Дмитрий Полковников - Герой не нашего времени. Эпизод II
Сразу пошёл слух, что убийца одет в советскую военную форму, и патрули из комендатуры начали ещё более пристальнее проверять документы у военных, не заметив факта, что их стало несколько меньше. О том же, как расправились с «советским командиром», горожане шептали голосом, срывавшимся от страха.
Через десять минут эмка остановилась на улице Карла Маркса, а Ненашев чуть ли не вбежал в штаб пограничников.
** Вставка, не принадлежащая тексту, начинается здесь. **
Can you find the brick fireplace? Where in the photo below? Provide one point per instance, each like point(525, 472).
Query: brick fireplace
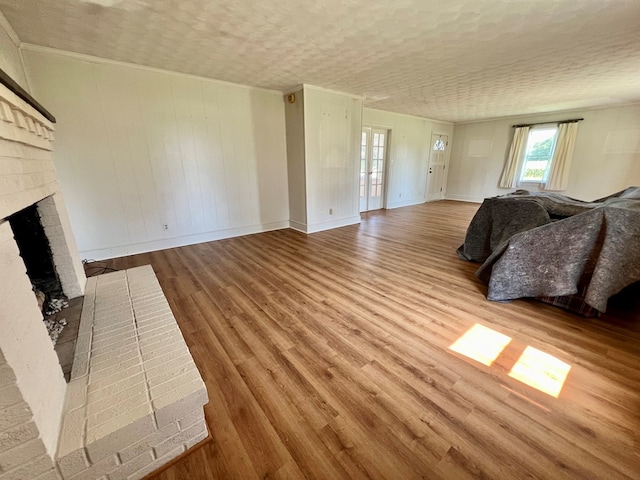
point(135, 398)
point(32, 387)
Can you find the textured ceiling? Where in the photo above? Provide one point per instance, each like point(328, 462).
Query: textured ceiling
point(455, 60)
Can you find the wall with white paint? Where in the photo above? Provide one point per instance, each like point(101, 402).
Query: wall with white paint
point(149, 159)
point(606, 157)
point(296, 169)
point(409, 153)
point(332, 129)
point(10, 60)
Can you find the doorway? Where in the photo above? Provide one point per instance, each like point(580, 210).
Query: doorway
point(373, 159)
point(437, 165)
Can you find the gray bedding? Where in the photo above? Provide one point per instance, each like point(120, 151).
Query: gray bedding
point(546, 244)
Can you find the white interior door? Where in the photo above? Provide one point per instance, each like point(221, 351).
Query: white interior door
point(437, 165)
point(373, 153)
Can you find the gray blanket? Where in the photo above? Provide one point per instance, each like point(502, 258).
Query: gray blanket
point(544, 244)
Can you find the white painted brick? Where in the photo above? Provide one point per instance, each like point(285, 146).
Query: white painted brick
point(10, 395)
point(50, 475)
point(195, 431)
point(102, 447)
point(155, 323)
point(113, 388)
point(192, 418)
point(158, 343)
point(83, 342)
point(14, 436)
point(121, 396)
point(115, 340)
point(126, 469)
point(71, 433)
point(165, 331)
point(98, 469)
point(73, 463)
point(6, 375)
point(172, 364)
point(80, 365)
point(115, 415)
point(167, 358)
point(76, 393)
point(109, 353)
point(156, 464)
point(147, 443)
point(165, 383)
point(178, 346)
point(32, 469)
point(106, 377)
point(173, 405)
point(195, 440)
point(106, 361)
point(23, 453)
point(108, 334)
point(14, 415)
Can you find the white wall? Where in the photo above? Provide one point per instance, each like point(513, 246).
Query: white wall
point(606, 157)
point(332, 129)
point(138, 149)
point(409, 155)
point(10, 60)
point(294, 113)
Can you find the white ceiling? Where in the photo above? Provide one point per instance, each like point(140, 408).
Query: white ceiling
point(455, 60)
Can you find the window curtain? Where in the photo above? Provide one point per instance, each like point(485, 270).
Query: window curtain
point(562, 157)
point(515, 158)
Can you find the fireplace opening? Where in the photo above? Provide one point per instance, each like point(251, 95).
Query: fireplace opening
point(60, 315)
point(35, 251)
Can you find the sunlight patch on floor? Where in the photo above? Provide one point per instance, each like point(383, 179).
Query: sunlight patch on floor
point(482, 344)
point(541, 371)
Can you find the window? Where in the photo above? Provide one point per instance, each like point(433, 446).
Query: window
point(540, 146)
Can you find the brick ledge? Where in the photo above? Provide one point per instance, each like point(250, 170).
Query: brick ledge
point(135, 397)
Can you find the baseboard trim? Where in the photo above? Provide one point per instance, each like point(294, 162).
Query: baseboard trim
point(163, 244)
point(405, 204)
point(464, 198)
point(297, 226)
point(341, 222)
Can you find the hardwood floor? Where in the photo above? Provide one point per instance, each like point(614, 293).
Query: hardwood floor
point(327, 356)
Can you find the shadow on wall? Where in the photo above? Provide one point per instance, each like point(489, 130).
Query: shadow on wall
point(269, 154)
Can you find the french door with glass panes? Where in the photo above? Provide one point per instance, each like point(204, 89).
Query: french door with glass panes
point(373, 153)
point(437, 164)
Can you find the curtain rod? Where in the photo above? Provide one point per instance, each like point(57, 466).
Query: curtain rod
point(572, 120)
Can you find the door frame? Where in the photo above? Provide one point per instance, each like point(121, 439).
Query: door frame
point(387, 152)
point(447, 155)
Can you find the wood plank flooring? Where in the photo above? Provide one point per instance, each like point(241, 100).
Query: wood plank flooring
point(327, 357)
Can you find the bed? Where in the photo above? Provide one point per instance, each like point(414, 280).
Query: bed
point(564, 251)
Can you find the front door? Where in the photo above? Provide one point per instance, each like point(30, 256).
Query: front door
point(373, 154)
point(437, 164)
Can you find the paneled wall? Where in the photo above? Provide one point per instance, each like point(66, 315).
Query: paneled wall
point(294, 112)
point(409, 153)
point(332, 129)
point(150, 159)
point(606, 157)
point(10, 60)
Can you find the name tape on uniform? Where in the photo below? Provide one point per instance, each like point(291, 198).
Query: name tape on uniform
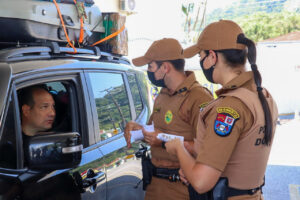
point(167, 137)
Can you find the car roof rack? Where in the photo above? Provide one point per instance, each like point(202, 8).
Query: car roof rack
point(48, 50)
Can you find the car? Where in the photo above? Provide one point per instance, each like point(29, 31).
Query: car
point(85, 155)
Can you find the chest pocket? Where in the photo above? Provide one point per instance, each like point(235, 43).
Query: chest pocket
point(166, 114)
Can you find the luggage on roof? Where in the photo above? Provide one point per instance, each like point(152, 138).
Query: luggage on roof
point(87, 2)
point(25, 21)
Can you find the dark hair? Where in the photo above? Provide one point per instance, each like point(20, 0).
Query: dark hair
point(257, 78)
point(178, 64)
point(25, 95)
point(233, 57)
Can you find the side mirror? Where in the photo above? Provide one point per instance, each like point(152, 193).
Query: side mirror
point(53, 151)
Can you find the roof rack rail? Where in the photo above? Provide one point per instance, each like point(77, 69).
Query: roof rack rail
point(49, 50)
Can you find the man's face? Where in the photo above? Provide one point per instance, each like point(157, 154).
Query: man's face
point(41, 116)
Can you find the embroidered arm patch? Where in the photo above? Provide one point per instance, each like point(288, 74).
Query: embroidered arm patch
point(226, 117)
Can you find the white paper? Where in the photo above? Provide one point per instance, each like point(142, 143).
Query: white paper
point(167, 137)
point(136, 135)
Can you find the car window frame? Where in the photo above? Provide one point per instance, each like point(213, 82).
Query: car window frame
point(93, 104)
point(60, 76)
point(140, 95)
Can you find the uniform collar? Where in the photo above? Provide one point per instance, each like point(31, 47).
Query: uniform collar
point(184, 86)
point(239, 81)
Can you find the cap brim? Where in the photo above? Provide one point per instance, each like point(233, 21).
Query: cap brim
point(191, 51)
point(140, 61)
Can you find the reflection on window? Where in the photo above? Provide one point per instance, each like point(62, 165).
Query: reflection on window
point(8, 154)
point(111, 101)
point(135, 94)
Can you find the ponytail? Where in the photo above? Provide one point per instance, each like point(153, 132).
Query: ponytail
point(257, 78)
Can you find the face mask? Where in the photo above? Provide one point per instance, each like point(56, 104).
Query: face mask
point(158, 83)
point(208, 73)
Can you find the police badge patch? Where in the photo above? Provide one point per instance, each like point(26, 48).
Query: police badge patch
point(225, 120)
point(168, 117)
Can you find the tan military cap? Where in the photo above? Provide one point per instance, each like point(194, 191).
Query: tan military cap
point(217, 36)
point(161, 50)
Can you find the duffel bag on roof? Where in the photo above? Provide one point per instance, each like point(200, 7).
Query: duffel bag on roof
point(24, 21)
point(87, 2)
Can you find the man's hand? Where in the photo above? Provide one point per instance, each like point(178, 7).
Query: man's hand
point(151, 138)
point(189, 146)
point(182, 177)
point(131, 126)
point(173, 145)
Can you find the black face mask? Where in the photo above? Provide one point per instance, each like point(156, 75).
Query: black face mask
point(158, 83)
point(208, 73)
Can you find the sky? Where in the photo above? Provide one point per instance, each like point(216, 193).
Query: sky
point(157, 19)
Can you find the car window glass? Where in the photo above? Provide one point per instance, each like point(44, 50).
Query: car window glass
point(60, 94)
point(135, 94)
point(8, 154)
point(111, 102)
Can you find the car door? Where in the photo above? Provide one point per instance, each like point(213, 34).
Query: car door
point(16, 179)
point(114, 106)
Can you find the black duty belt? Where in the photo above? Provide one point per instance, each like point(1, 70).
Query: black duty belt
point(236, 192)
point(171, 174)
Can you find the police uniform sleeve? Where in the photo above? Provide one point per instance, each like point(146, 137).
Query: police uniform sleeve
point(223, 127)
point(150, 119)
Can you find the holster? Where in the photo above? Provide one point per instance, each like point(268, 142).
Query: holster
point(219, 192)
point(147, 166)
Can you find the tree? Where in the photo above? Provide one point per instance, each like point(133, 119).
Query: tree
point(262, 25)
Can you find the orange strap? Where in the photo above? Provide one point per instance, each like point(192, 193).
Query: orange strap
point(110, 36)
point(81, 35)
point(64, 27)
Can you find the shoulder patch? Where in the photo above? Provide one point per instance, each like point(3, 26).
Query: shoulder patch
point(168, 117)
point(226, 117)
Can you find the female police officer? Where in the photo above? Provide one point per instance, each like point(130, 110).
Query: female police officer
point(235, 131)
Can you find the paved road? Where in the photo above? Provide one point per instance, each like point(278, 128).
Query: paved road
point(283, 172)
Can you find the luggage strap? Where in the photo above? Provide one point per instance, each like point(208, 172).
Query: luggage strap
point(171, 174)
point(64, 27)
point(110, 36)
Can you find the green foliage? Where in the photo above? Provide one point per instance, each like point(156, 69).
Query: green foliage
point(111, 107)
point(262, 25)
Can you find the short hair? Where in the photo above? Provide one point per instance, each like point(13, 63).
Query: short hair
point(178, 64)
point(25, 95)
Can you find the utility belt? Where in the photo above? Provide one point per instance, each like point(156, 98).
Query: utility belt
point(221, 191)
point(150, 170)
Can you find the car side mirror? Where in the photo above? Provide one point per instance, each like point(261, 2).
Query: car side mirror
point(53, 151)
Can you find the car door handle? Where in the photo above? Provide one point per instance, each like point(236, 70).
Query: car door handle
point(93, 178)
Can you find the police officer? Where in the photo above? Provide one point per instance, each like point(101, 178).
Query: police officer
point(175, 111)
point(235, 131)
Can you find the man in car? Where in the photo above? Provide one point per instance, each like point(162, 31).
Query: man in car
point(38, 110)
point(175, 111)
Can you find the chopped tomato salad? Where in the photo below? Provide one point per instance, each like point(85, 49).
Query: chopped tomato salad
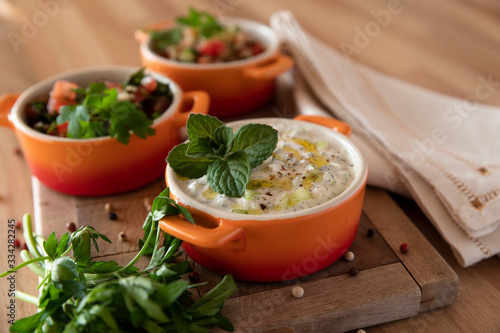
point(200, 38)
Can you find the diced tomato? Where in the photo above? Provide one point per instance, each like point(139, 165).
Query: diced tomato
point(111, 85)
point(62, 129)
point(212, 48)
point(140, 94)
point(149, 84)
point(257, 48)
point(61, 94)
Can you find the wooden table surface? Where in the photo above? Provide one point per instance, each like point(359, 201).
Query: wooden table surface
point(448, 46)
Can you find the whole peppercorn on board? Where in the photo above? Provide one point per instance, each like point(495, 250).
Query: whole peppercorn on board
point(381, 284)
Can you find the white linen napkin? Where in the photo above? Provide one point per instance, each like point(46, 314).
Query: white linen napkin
point(444, 149)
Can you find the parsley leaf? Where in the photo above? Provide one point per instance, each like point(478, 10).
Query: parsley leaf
point(206, 23)
point(225, 157)
point(102, 113)
point(81, 295)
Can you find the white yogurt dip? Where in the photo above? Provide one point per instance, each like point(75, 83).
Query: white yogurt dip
point(306, 169)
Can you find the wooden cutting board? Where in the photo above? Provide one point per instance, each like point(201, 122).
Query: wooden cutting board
point(390, 285)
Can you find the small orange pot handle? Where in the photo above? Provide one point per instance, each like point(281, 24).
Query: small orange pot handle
point(199, 102)
point(141, 34)
point(200, 236)
point(334, 124)
point(6, 103)
point(269, 70)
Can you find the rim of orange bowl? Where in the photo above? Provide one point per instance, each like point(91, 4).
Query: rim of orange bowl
point(43, 88)
point(361, 174)
point(258, 30)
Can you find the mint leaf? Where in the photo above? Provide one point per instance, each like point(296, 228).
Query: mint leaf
point(230, 176)
point(223, 136)
point(202, 126)
point(188, 166)
point(199, 148)
point(257, 140)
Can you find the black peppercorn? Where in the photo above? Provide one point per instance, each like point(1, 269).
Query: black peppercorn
point(353, 271)
point(194, 277)
point(71, 227)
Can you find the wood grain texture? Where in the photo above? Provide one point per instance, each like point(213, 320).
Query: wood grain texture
point(443, 45)
point(335, 304)
point(439, 282)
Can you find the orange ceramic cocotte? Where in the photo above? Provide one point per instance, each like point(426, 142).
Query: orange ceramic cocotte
point(235, 87)
point(280, 246)
point(98, 166)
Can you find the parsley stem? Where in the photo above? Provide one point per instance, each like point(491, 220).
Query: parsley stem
point(26, 297)
point(26, 263)
point(28, 236)
point(34, 266)
point(141, 252)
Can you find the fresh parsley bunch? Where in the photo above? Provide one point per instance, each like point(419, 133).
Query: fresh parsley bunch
point(82, 295)
point(101, 113)
point(206, 24)
point(225, 157)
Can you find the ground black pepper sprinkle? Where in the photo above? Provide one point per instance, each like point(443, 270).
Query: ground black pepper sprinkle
point(353, 271)
point(194, 277)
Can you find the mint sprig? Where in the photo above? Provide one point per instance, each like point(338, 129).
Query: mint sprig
point(225, 157)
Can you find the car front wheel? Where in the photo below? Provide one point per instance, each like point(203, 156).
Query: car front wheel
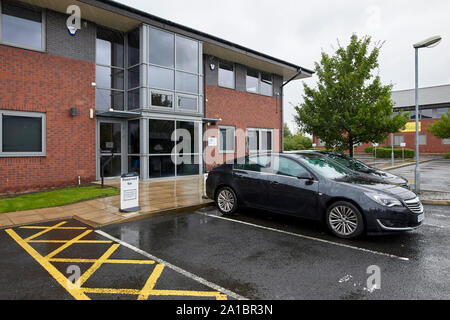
point(226, 201)
point(344, 220)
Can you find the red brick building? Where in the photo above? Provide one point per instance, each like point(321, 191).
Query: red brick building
point(116, 95)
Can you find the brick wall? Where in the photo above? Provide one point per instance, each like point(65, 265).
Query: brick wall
point(242, 110)
point(33, 81)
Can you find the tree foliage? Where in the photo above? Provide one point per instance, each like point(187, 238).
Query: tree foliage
point(350, 105)
point(441, 129)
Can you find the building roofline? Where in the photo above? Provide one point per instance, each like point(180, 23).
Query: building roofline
point(138, 12)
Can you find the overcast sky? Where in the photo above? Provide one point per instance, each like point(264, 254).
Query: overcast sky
point(298, 31)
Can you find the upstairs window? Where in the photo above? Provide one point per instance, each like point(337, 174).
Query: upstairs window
point(226, 74)
point(21, 25)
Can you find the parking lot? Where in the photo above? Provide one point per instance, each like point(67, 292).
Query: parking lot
point(202, 255)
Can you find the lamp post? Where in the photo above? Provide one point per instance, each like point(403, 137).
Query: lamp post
point(428, 43)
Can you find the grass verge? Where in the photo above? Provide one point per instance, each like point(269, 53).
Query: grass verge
point(54, 198)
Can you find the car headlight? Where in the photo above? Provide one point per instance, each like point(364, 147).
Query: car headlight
point(384, 200)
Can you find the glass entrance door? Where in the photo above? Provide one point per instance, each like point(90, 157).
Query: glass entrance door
point(110, 145)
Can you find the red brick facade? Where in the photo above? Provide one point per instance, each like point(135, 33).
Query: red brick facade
point(434, 145)
point(242, 110)
point(33, 81)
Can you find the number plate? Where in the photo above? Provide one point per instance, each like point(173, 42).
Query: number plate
point(421, 218)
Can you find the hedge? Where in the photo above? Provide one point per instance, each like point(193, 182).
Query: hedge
point(384, 152)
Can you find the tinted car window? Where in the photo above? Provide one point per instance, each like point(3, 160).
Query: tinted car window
point(287, 167)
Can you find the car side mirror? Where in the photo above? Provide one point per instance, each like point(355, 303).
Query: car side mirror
point(305, 175)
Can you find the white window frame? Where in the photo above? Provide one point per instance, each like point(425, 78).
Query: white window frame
point(233, 86)
point(259, 130)
point(22, 46)
point(234, 139)
point(43, 117)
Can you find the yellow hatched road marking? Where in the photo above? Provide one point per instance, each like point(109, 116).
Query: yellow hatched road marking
point(151, 282)
point(98, 263)
point(45, 231)
point(67, 244)
point(58, 276)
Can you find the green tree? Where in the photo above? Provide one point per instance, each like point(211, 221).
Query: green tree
point(350, 105)
point(441, 129)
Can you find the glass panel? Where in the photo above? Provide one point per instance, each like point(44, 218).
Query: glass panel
point(287, 167)
point(134, 99)
point(21, 24)
point(109, 78)
point(160, 78)
point(133, 137)
point(188, 166)
point(133, 48)
point(266, 84)
point(161, 167)
point(441, 111)
point(107, 99)
point(186, 82)
point(162, 100)
point(22, 134)
point(109, 48)
point(191, 131)
point(110, 137)
point(187, 54)
point(113, 169)
point(161, 51)
point(134, 164)
point(187, 103)
point(226, 75)
point(161, 136)
point(252, 81)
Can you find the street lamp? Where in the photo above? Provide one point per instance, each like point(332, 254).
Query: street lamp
point(428, 43)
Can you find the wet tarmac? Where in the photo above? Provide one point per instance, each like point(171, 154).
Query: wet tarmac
point(252, 255)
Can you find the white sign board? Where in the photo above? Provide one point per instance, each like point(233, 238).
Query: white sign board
point(212, 142)
point(129, 194)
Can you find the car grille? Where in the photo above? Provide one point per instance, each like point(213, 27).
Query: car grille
point(415, 205)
Время! Цигель-цигель! Он преступно опаздывает, задержавшись в парке. Пересказ событий занял пару минут, и Елизаров тоже сделал недоверчивые глаза.
– Зря не веришь! Смотри, какой растяпа. – Ненашев небрежно кинул на стол бумаги.
Михаил недоверчиво посмотрел, как майор простодушно вылупил глаза и наполовину открыл рот. Вот зараза! Если бы я тебя не знал…
– Немцы? В нашей форме и ещё на танцах? Ты в своём уме, кто так будет рисковать?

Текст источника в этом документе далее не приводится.